FROM LOST TO THE SPACE

Marzo de 1999.

Entre Cabo Cañaveral y Robledo de Chavela

Era de madrugada y casi seguro que miércoles, cuando Leroy Washington, controlador aéreo de la NASA con destino en Cabo Cañaveral, creyó oír una conversación entre extraterrestres. Por unos segundos, o a lo mejor fueron minutos, Leroy quedó ensimismado mirando los controles del panel electrónico de seguimiento. Ajustó los cascos contra sus oídos presionando con el dedo índice de cada mano y abrió mucho la boca, como para ensanchar sus vías auditivas (un viejo truco que no sirve para nada, pero queda muy profesional). Estaba solo y no tenía a quien recurrir para ratificar lo que estaba experimentando.

Hasta el momento, la misión sopetecientos de la nave Columbia había transcurrido sin incidentes. No era un viaje difícil: despegar, llegar hasta la estación Alfa, entregar unas cajas de chocolatinas a sus tripulantes y para casa. A Leroy todo esto le parecía un dispendio absurdo, pero en el fondo sabía que un astronauta con mono de chocolatina puede hacer tonterías irreparables. En fin, para eso eran el imperio de moda y había que demostrarlo.

A lo que vamos, el caso es que el pobre Leroy no daba crédito. Según todos los cálculos la nave se encontraría ahora sobrevolando la estación de seguimiento espacial de Robledo de Chavela (Spain). Y, si los controles no fallaban (y no tenían que fallar porque eran de una casa muy seria), la conversación que escuchaba se mantenía entre la nave Columbia y un tal Manolo, de Robledo. De hecho, Leroy pudo reconocer el tono de voz de ambos interlocutores. Uno, sin duda, era Manolo, al cual había conocido en uno de sus viajes de trabajo. Aún recordaba Leroy las raciones de patatas bravas y de boquerones en vinagre que se habían atizado juntos por los bares del pueblo. El identificador de voz confirmó que el otro era el astronauta español Paul Count (Pablo Conde).

«But what’s going on here, conio!», exclamó Leroy rememorando una de las pocas palabras aprendidas en España. «¡No puede ser!», se decía para sí mismo. «¡Ya está!», éstos son los mamones de los rusos que me están tomando el pelo otra vez. Pero, al segundo, la posibilidad de que fueran extraterrestres los que, imitando voces humanas, estuvieran estableciendo comunicaciones cifradas, cobró fuerza. Los rusos no podían ser. Acababa de recordar que habían puesto a la venta todo el equipo de transmisiones nocturnas para pagar los plazos Soyuz. Estaban tiesos los tíos. «Oh my god, the aliens are coming!», gimoteó.
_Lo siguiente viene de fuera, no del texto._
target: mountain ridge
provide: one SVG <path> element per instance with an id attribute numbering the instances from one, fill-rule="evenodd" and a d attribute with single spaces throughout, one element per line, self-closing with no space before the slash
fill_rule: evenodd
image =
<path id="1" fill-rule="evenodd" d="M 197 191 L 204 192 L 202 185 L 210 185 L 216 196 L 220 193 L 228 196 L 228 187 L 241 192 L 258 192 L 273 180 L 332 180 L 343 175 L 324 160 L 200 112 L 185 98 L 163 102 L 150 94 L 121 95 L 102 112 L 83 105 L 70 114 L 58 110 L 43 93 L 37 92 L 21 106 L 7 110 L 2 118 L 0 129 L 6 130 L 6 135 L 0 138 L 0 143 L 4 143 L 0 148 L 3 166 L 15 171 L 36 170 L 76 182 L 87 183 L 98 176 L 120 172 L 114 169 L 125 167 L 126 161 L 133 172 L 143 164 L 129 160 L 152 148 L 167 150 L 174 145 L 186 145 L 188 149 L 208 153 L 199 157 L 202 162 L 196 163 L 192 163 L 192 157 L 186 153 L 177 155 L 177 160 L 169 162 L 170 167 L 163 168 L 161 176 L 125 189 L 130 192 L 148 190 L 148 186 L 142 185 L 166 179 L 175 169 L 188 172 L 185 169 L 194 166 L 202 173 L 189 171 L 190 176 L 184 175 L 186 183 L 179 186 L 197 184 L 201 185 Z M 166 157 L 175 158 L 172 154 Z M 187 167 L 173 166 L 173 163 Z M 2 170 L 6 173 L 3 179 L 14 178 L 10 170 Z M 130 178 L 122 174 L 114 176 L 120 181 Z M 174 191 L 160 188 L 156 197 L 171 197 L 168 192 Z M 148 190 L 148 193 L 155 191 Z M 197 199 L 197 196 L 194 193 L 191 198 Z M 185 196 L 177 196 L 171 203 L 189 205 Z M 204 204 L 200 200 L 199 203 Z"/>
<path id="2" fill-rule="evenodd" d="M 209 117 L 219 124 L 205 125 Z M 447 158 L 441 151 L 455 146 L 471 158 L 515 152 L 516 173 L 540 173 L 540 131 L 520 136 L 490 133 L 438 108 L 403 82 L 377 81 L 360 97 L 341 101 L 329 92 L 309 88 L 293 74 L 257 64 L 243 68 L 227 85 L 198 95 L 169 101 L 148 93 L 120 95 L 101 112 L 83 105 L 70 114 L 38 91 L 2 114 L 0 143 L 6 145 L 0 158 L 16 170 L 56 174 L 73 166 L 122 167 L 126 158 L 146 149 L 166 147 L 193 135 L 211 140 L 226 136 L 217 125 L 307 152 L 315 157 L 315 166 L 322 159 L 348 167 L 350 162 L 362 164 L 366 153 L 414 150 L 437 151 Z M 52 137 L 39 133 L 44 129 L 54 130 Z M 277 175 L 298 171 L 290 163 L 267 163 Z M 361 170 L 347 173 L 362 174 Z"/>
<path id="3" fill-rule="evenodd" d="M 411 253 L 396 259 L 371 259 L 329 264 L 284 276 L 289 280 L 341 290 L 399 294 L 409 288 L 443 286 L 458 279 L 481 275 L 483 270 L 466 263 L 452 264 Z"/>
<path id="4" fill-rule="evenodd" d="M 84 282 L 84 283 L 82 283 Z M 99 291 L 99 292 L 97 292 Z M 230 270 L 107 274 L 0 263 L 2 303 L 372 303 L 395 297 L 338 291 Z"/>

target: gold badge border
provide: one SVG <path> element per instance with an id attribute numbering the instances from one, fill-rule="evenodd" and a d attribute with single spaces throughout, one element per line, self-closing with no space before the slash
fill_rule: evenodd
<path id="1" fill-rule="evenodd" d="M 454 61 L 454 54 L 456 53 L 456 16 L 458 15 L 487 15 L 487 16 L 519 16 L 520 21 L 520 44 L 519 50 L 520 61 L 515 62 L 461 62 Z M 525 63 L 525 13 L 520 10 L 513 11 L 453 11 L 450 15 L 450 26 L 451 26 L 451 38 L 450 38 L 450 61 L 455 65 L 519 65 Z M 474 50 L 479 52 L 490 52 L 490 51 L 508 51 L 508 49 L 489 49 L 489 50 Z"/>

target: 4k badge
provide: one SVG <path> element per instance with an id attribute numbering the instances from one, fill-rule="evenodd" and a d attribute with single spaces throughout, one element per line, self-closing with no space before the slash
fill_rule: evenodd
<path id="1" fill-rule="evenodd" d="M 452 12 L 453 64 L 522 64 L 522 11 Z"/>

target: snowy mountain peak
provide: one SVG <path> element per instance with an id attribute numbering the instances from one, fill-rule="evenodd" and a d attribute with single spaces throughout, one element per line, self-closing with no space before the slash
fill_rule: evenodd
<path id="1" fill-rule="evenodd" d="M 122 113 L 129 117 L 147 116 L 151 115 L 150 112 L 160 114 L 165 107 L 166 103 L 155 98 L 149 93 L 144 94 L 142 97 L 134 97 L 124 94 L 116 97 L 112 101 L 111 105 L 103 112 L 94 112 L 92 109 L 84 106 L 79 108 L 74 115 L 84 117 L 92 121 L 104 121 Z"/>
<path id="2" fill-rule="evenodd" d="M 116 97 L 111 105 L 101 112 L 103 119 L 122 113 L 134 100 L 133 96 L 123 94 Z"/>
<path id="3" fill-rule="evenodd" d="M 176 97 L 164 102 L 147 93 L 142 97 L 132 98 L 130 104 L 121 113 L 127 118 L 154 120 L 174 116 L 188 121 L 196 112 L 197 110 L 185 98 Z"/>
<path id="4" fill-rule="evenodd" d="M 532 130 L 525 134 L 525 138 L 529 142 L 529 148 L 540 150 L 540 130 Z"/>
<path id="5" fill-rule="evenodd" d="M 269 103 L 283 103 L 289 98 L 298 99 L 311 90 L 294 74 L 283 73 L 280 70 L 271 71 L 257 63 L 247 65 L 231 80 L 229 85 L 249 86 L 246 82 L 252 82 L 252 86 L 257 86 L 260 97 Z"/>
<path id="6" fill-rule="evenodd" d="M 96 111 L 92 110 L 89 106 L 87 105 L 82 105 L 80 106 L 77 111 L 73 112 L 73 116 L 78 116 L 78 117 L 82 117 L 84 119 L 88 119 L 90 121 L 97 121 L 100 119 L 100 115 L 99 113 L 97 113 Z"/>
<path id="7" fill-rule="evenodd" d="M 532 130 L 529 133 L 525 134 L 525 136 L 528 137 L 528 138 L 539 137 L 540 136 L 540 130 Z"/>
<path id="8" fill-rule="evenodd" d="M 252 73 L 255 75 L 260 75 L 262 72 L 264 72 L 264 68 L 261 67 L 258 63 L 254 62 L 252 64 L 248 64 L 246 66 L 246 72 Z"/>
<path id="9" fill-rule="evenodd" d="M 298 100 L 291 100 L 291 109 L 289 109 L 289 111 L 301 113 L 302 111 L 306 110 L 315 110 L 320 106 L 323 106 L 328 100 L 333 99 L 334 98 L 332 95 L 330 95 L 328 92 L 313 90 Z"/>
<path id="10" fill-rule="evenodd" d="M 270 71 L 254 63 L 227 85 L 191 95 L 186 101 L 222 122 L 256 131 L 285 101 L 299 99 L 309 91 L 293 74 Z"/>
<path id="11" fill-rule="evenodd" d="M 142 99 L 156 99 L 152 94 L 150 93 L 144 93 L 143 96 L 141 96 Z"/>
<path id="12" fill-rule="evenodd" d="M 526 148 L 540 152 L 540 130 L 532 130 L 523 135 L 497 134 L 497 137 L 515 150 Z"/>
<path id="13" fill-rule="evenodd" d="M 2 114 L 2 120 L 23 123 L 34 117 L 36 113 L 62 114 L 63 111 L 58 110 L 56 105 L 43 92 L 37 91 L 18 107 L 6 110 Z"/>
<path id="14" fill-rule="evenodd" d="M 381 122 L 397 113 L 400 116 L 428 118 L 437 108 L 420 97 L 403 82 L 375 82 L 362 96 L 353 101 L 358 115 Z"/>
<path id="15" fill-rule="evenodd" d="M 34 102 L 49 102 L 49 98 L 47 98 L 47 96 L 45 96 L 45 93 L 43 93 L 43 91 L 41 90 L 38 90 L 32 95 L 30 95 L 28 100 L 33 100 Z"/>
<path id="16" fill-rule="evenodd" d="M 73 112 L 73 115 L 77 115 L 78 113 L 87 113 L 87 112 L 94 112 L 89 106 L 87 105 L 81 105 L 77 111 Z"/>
La solución al embrollo apareció clara en su mente: esos perros de extraterrestres se han escondido tras la cara oculta de la Luna y hacen rebotar sus transmisiones sobre la carcasa del Columbia para hacernos creer que no son ellos. «¡Soy un genio!», concluyó.

Antes de llamar a su supervisor, cerró los ojos, como para centrarse, reajustó los cascos, aumentó el volumen, abrió otra vez la boca y escuchó:

Nave: —Malone, two with milk and one alone! (¡Manolo, dos con leche y uno solo!)

Tierra: —Don’t take my hair, champion! (¡No me tomes el pelo, campeón!)

Nave: —What happened with the Atleti? (¿Qué pasó con el Atleti?)

Tierra: —We palm it in the Marinvilla. (La palmamos en el Villamarín).

Nave: —Consequently garlic and water. (Pues ajo y agua).

Tierra: —Now I tell you… (Ya te digo…)

Nave: —With another mister other cock would sing. (Con otro entrenador otro gallo cantaría).

Tierra: —We go bottom first. (Vamos de culo).

Interferencias y ruido de motor (brrrrrrr).

Nave: —Male, we are going full rag now! (¡Macho, ahora vamos a todo trapo!)

Tierra: —Throw the brake Madaleno! (¡Echa el freno Madaleno!)

Más ruidos (fiuuuuufiuuuiii).

Nave: —Good, little trunk, to more see. (Bueno tronqui, hasta más ver).

Tierra: —Voucher. (Vale).

Leroy abrió los ojos, cerró la boca, se quitó los cascos y se fue a hacer pis. Días más tarde pidió la baja y se unió a la secta de Los Siervos del Más Allá. Ahora vive en San Bernardino (Ca). en bastante estado de trance.

Manolo y Pablo Conde se durmieron esa noche mirando las mismas estrellas, pero a distinta distancia. Con esa sonrisa que se le queda a uno después de hablar con un buen amigo.